Olahraga

Kisah Peselancar Ivan Prihandoyo, Si Juara Internasional yang Gagal Jadi Atlet Lokal

Rabu, 12 Agustus 2020 - 16:54 | 144.64k
Ivan Prihandoyo, peselancar Pulau Merah Banyuwangi yang sudah puluhan kali meraih kejuaraan Internasional dan Nasional. (FOTO: Agung Sedana/ TIMES Indonesia)
Ivan Prihandoyo, peselancar Pulau Merah Banyuwangi yang sudah puluhan kali meraih kejuaraan Internasional dan Nasional. (FOTO: Agung Sedana/ TIMES Indonesia)

TIMESINDONESIA, BANYUWANGI – Ini adalah sebuah kisah Ivan Prihandoyo, peselancar asal Banyuwangi yang telah puluhan kali meraih prestasi surfing internasional maupun nasional. Namun, dia gagal untuk menjadi seorang atlet profesional di tingkat lokal.

Ivan Prihandoyo (20) atau akrabnya dipanggil Aan  adalah Pemuda asal sekitar pantai Pulau Merah, Desa Sumberagung, Kecamatan Pesanggaran, Kabupaten Banyuwangi, Jawa Timur.

Kepada TIMES Indonesia, Aan menceritakan sedikit kisahnya tentang peliknya dunia olahraga selancar di Banyuwangi. Hingga klimaks atas cita-citanya sebagai atlet surfing profesional yang terpaksa kandas dan berakhir sebagai karyawan di perusahaan milik asing di Bali.

Aan, sejak diusianya 4 tahun sudah tertarik dengan olahraga surfing. Sejak itulah, Aan belajar untuk menaiki papan selancar di atas laju ombak di pantai Grajagan, Banyuwangi. Sebelum Aan memasuki bangku pendidikan SMP, dia seringkali berpindah-pindah tempat karena profesi ayahnya sebagai pemandu wisata.

Saat tinggal di Lombok, Aan mengikuti kejuaraan surfing untuk pertama kalinya. Kala itu, Aan menduduki bangku SD kelas 6. Membawa nama Banyuwangi, Aan berhasil meraih podium pertama di kategori 12 tahun kebawah untuk kelas short board.

Peselancar-Pantai.jpg

Hingga akhirnya di usia 12 tahun, Aan menetap di Banyuwangi dan menekuni dunia surfing. Sejak itulah Aan bermimpi untuk menjadi atlet surfing profesional. Bisa membawa nama Banyuwangi di tingkat dunia dan menyabet menyumbangkan emas untuk Indonesia, begitulah mimpi Aan saat itu.
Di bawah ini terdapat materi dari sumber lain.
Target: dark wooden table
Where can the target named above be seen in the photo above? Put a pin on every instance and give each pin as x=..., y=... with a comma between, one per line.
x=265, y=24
Singkat cerita, mimpi Aan mulai menjadi nyata. Saat dia berhasil membawa nama harum Banyuwangi di event tingkat Internasional. Bersaing dengan peselancar papan atas Asia dan Eropa, Aan berhasil merebut podium di posisi kedua.

"Itu event surfing tingkat internasional pertama yang saya ikuti. Dan alhamdulillah dapat juara 2," kata Aan kepada TIMES Indonesia, Rabu (12/8/2020).

Selanjutnya karir Aan mulai meroket. Ketekunan dalam berlatih dan kedisiplinan membuahkan hasil yang tidak mengingkari usahanya sejauh ini.  Sejumlah event surfing nasional pun sudah sering dia taklukkan. Hampir 100 persen event yang diikutinya pasti diraihnya juara.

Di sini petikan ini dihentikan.